Von wilden Landthieren sah ich nur kleine schwarze Geier, den brasilianischen Urubus ähnlich (ich glaube nicht, daß ich mit ihnen Krähen verwechselt habe) und einen braunen, großen Bussart oder Falken. Die kleinen sperlingsartigen Vögel, die bei meinem vorigen Besuche, Juni 1862, die Wachholderbüsche neben der Stadt belebten, waren diesmal nicht zu bemerken. Sehr belebt ist dagegen der überaus interessante Strand. Da sitzen die großen vielfach zu rundlichen Bassins ausgehöhlten und mit weichem frischhellgrünen Tang überdeckten Klippen voll von Napfschnecken (Patella, Fissurella), Mantelschnecken (Chiton). In den Ecken haben sich große Seeigel (Echinus) mit ihren langen, spitzen, dunkelpurpurnen Stacheln eingenistet, und neben ihnen breiten wunderbar rothe See-Anemonen ihre zarten Fühler nach den durchsichtigen Gamarren aus. Hebt man einen von den vielen großen aus zusammengebackenem Sande bestehenden Steinen auf, so entwickelt sich da ein buntes Leben von niederen Seethieren und kleinen Fischen, welches gewiß jeden Zoologen in Entzücken setzen dürfte.

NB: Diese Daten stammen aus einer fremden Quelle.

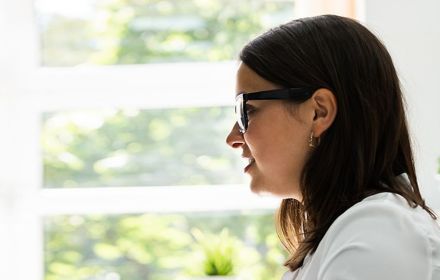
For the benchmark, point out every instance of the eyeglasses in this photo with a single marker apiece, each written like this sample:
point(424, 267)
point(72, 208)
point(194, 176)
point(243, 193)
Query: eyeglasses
point(297, 94)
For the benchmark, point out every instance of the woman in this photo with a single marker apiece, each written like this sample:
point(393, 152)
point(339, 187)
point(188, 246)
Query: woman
point(320, 117)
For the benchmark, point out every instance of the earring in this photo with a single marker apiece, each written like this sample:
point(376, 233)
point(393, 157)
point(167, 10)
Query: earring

Schließlich bemerke ich noch, daß die oben erwähnte Schrift des englischen Consuls, aus der ich für einige dieser Beobachtungen eine Bestätigung fand, eine [375] Menge unwahrer Dinge enthält, besonders aber ganz falsche Preise für die Schiffsbedürfnisse angiebt, so daß unser Capitän dadurch leider sehr irre geführt worden ist. Es ist auf den Inseln Nichts gut und billig zu haben, selbst Trinkwasser ist sehr theuer und sehr salzig, und zum Kochen völlig unbrauchbar. Auch alle europäischen Artikel haben kolossale Preise, da sie durch den Zoll unmäßig vertheuert werden. So kostet ein Pfund ganz ordinärer Seife (für die Feuerleute und Kohlenschaufler) etwa einen Schilling, da der Zoll ebenso hoch ist als der ursprüngliche Preis, die Flasche Sodawasser 8 Pence, die Flasche Bier 3 Schilling etc.